Mountains (1:5 intermediate maquette)

Mountains (1:5 intermediate maquette), 1976, Alexander Calder, 1898-1976, sheet metal, bolts, and paint, 154 x 144 x 138 in., Seattle Art Museum, Purchased with funds from Jon and Kim Shirley, 2021.16, photo: Rich Lee, courtesy Pace Gallery

 

AUDIO GUIDE TRANSCRIPT

 

NARRATOR:

In his later years, Calder focused primarily on large-scale public works. And of course, you can see one such work – The Eagle - here in Seattle in the museum’s Olympic Sculpture Park.

 

You’re looking at Mountains, a model for the “stabile” component of Calder’s massive 51-foot high work, Mountains and Clouds.
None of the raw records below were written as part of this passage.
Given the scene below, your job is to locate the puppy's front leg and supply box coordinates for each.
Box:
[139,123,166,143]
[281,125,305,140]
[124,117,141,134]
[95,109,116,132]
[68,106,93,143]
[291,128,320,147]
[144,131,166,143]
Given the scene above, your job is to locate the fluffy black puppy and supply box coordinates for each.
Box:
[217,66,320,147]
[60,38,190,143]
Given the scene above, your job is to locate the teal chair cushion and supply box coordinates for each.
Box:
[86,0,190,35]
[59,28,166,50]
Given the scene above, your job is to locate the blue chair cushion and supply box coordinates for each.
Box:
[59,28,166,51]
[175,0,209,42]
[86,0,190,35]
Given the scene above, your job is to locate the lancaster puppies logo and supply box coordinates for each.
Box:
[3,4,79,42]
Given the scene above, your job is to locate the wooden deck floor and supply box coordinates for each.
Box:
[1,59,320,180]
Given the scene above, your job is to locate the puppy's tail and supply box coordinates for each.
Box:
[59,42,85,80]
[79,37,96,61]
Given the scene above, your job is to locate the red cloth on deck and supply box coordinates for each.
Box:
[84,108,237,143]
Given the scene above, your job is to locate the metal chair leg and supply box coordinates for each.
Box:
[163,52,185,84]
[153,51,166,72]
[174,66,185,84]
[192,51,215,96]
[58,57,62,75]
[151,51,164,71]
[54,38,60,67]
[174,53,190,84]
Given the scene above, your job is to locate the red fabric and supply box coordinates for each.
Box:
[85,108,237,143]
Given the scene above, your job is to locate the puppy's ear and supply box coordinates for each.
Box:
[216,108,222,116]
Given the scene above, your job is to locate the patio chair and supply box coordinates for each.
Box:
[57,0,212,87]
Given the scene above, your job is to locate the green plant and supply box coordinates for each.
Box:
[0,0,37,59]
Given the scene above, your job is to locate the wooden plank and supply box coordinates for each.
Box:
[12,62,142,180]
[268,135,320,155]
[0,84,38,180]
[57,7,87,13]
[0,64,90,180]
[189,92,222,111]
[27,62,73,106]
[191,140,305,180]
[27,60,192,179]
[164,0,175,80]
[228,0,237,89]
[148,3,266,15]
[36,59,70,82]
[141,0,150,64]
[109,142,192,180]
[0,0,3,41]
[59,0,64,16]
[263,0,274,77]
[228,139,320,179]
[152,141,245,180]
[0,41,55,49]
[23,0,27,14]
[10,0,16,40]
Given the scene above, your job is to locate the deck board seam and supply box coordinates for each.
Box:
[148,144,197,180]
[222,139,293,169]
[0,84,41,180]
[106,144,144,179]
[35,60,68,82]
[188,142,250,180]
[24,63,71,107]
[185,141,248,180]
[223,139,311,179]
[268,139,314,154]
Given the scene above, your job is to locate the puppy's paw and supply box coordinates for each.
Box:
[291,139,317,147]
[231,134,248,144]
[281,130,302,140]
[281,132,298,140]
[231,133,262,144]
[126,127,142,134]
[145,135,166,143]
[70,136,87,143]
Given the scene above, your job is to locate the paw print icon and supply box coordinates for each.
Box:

A “stabile” is a stationary sculpture, in contrast to Calder’s moving sculptures, called “mobiles”. In the monumental work, the stabile is paired with a mobile, which hovers above it. 

 

Calder made the full-sized sculpture for the Hart Senate Building in Washington D.C.. It was one of his last projects before his death in 1976.

 

The sculpture is made from sheet metal – one of Calder’s most favored materials.

 

KENNEDY YANKO:

Metal is one of the most fascinating materials in the world. You know, it's something that we are excavating from the ground. It's coming from the earth …

 

NARRATOR:

Kennedy Yanko is a painter and sculptor who works with metal.

 

KENNEDY YANKO:

…and it carries what it's known and what it's experienced. It's this amazing material that goes from a hard state to a liquid; and my relationship to this heavy, typically connotated as an industrial material is quite interesting because I watch it break like a twig. It actually becomes something that's delicate to me. 

 

NARRATOR:

This late work is paired here with one of Calder’s earliest works, a wooden sculpture called Femme Assise, from 1929.

 

ALEXANDER S.C. ROWER:

I think that's really informative and quite interesting to have them together: you get a sense of a trajectory. 

 

NARRATOR:

Alexander S. C. Rower is President of the Calder Foundation, and the grandson of the artist.

 

ALEXANDER S.C. ROWER (continuing):

And also, you get a sense of really the 20th century in terms of aesthetics, just in these two objects.